The Borderline of Viability is Changing
John D. Lantos, MD | Director of Pediatric Bioethics | Professor of Pediatrics, UMKC School of Medicine
In October 2019, Watkins et al., published a paper detailing the outcomes for babies born at 22 to 25 weeks of gestation at the University of Iowa over 10 years. They report both survival rates and rates of neurodevelopmental impairment (NDI) at 2 years of age. Twenty babies born at 22 weeks were admitted to the NICU. Fourteen (70%) survived to go home. Their neurodevelopmental outcomes were evaluated using the Bayley 3 test. If their cognitive score was over 85, and the child was free of cerebral palsy, hearing or visual impairment, that was considered no or mild impairment. Using these criteria, over half of the survivors had no or mild neurodevelopmental impairment at 2 years of age. These results are better than results for babies born at 23 weeks in most centers.

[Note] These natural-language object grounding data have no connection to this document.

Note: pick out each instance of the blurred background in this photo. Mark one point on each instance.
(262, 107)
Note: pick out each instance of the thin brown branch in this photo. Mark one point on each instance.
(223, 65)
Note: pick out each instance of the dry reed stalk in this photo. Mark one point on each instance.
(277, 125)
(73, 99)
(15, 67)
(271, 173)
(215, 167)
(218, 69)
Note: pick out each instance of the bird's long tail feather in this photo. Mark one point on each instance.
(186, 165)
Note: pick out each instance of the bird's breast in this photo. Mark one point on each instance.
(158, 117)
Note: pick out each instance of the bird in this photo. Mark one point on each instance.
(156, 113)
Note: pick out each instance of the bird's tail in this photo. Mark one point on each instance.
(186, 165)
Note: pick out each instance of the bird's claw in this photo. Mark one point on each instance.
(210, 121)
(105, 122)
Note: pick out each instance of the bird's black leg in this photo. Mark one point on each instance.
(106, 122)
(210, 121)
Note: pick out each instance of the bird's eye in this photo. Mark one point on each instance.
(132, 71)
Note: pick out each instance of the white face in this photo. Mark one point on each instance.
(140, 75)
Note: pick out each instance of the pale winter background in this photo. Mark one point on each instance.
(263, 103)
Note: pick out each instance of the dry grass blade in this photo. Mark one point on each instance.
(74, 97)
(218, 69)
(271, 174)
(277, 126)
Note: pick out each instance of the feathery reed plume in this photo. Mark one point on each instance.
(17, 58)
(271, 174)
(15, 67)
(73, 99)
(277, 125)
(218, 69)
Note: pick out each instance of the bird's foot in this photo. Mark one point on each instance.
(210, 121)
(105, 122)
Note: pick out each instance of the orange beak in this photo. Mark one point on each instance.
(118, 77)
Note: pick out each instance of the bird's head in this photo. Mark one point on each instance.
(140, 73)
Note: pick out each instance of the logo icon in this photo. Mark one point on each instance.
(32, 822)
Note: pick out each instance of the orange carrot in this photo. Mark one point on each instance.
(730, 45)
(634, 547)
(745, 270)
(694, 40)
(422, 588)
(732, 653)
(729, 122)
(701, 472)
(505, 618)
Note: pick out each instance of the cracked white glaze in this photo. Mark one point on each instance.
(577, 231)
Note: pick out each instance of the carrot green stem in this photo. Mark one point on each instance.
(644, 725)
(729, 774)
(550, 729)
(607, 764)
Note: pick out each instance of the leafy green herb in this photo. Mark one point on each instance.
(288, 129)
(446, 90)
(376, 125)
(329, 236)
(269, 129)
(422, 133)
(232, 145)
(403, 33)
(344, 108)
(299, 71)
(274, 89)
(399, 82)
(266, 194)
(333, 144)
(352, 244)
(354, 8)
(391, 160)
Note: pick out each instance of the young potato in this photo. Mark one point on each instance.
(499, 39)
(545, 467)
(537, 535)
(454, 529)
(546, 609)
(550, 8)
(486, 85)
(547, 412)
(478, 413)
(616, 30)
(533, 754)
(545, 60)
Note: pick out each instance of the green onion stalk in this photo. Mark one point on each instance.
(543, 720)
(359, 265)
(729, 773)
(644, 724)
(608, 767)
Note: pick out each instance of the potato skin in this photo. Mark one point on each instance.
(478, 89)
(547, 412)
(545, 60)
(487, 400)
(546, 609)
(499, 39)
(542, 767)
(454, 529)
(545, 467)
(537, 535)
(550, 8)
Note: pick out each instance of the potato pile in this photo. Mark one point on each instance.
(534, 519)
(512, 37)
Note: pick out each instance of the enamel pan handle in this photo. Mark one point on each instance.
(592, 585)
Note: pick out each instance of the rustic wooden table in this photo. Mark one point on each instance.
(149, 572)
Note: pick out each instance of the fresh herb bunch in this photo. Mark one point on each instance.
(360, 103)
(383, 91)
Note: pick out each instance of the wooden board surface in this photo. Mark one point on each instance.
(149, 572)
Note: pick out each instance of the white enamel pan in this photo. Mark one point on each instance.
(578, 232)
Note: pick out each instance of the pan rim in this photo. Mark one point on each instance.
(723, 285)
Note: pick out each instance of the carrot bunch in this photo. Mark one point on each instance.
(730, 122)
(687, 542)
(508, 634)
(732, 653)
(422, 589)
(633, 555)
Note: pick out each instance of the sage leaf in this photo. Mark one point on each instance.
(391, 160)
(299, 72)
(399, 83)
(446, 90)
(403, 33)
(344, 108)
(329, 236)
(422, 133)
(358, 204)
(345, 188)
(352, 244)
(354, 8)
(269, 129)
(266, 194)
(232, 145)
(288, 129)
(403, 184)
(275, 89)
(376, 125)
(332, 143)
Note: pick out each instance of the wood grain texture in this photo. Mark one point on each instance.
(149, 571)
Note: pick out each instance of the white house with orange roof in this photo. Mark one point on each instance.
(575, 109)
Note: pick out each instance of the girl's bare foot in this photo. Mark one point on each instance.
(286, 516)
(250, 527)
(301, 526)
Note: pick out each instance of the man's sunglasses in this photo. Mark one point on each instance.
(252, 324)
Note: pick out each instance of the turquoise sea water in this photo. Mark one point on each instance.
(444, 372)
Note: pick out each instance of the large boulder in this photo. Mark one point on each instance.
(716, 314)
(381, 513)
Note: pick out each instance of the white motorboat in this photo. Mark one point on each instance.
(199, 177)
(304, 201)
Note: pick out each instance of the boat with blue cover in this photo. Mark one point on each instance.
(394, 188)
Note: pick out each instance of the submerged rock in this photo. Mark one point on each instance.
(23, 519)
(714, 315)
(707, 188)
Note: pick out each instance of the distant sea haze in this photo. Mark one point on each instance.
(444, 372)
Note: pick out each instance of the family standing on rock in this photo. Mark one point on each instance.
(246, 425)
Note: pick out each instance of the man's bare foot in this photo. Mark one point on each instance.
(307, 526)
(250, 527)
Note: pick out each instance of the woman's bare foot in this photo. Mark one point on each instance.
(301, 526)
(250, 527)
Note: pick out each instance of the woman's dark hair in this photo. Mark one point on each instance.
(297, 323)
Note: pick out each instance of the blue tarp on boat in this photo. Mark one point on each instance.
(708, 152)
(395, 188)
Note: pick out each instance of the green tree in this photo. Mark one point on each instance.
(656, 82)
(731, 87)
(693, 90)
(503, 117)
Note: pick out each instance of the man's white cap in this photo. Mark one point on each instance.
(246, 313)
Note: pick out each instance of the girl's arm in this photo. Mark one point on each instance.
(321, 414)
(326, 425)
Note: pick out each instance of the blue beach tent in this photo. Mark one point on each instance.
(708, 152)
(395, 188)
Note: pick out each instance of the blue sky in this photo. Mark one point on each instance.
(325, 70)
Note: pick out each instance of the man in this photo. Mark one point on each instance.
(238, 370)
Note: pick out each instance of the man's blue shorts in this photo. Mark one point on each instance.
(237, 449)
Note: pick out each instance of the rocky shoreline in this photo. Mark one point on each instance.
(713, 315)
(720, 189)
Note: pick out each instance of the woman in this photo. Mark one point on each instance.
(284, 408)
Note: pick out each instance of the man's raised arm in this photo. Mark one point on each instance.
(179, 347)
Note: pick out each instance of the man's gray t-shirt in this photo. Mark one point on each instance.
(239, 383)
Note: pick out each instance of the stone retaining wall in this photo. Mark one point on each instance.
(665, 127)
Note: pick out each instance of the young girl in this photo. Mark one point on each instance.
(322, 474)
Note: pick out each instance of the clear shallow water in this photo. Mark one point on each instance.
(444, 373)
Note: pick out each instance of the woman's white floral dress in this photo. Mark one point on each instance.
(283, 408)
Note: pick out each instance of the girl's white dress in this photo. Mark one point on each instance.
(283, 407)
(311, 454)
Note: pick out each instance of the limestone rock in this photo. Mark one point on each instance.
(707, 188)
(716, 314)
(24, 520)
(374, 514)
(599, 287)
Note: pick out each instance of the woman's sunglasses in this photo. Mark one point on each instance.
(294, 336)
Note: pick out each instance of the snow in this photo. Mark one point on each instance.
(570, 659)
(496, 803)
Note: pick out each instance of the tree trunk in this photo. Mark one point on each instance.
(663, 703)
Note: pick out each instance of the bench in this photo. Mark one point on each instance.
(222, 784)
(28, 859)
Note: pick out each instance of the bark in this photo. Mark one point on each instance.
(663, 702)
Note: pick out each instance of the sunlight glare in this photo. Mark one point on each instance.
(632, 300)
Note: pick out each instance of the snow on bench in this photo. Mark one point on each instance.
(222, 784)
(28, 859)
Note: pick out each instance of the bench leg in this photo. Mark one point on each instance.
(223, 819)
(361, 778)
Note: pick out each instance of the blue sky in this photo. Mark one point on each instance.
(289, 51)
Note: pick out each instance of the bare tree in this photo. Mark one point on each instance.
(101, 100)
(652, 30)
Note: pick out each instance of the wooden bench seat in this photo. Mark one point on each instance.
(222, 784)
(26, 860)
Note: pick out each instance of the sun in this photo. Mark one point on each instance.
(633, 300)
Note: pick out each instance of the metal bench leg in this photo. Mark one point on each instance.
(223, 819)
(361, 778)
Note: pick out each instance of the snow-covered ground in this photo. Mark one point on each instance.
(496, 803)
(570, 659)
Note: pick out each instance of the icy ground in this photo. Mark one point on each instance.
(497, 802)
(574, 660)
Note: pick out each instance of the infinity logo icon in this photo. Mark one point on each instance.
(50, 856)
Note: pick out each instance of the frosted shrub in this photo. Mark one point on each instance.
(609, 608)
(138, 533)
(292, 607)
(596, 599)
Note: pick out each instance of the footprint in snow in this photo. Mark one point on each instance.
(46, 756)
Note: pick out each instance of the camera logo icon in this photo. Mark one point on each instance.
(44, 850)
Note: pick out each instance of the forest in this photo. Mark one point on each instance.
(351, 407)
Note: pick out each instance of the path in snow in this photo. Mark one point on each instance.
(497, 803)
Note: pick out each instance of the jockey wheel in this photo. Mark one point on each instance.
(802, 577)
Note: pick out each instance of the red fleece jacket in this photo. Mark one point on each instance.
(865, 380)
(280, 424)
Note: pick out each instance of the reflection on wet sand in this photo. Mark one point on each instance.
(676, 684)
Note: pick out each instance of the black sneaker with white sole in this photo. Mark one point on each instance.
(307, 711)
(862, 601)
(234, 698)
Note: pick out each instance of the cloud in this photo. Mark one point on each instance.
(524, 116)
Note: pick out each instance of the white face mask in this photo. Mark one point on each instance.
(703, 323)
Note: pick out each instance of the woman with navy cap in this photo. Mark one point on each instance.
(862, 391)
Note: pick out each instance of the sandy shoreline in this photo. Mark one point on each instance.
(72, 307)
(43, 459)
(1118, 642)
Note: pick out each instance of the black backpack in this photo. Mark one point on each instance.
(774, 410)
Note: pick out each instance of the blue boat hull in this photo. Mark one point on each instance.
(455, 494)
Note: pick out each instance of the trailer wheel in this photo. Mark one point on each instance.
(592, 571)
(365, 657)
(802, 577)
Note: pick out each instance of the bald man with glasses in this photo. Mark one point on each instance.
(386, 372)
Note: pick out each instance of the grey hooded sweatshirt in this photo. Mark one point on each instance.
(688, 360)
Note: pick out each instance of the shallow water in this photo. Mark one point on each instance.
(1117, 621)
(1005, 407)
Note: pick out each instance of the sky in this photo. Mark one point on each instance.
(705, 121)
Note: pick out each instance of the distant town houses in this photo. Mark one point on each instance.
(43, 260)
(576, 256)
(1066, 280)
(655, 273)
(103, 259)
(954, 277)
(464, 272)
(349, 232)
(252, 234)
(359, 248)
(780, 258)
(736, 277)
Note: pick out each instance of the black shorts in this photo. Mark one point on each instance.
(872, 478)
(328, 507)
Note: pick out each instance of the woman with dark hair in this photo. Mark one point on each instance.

Iowa is not the only place reporting such outcomes for babies born at 22 weeks. In Sweden, all babies born at 22 weeks or above are offered active treatment and NICU admission. Sixty percent of the babies whose parents choose treatment survive. A single center in Cologne, Germany, reports similar results. Interestingly, Iowa, Cologne and Sweden take different approaches to the care of these tiny babies, as they do to the care of babies born at 23 and 24 weeks. In some centers, many deliveries are by c-section. In others, most babies are born vaginally. Some use high-frequency oscillators, others preferentially provide C-PAP. We don’t know which interventions are most beneficial or most harmful. What we know, instead, is that if centers are prepared to offer treatment to these tiny babies, they can achieve reasonable outcomes. We also know that, if told of these outcomes, most parents choose treatment.
Such treatment raises a number of ethical dilemmas. One is a concern about justice. Babies born at some centers are offered active treatment. Babies born at other centers are not. Rysavy et al., (NEJM 2015) showed that, even with the NICHD neonatal research network, a quarter of hospitals treated all babies born at 22 weeks, a quarter treated none, and the rest treated some. Another issue focuses on the proper approach to informing parents of the risks and benefits and facilitating a process of shared decision-making.
I recently (Lantos, NEJM, 2018) outlined a process that doctors could follow to help them understand parents’ hopes and fears and to help them make a decision that is consistent with their values and preferences. It is not the traditional process of simply giving them the outcome statistics and then asking them to make a decision. Instead, it is an iterative, continuous process of asking open-ended questions, helping parents cope with their strong emotions, and facilitating a process of shared decisions.
Many centers still do not offer active treatment to babies born at 22 weeks. Based on the steadily improving outcomes for such babies at many centers around the world, it seems likely that our ideas about the borderline of viability will have to shift.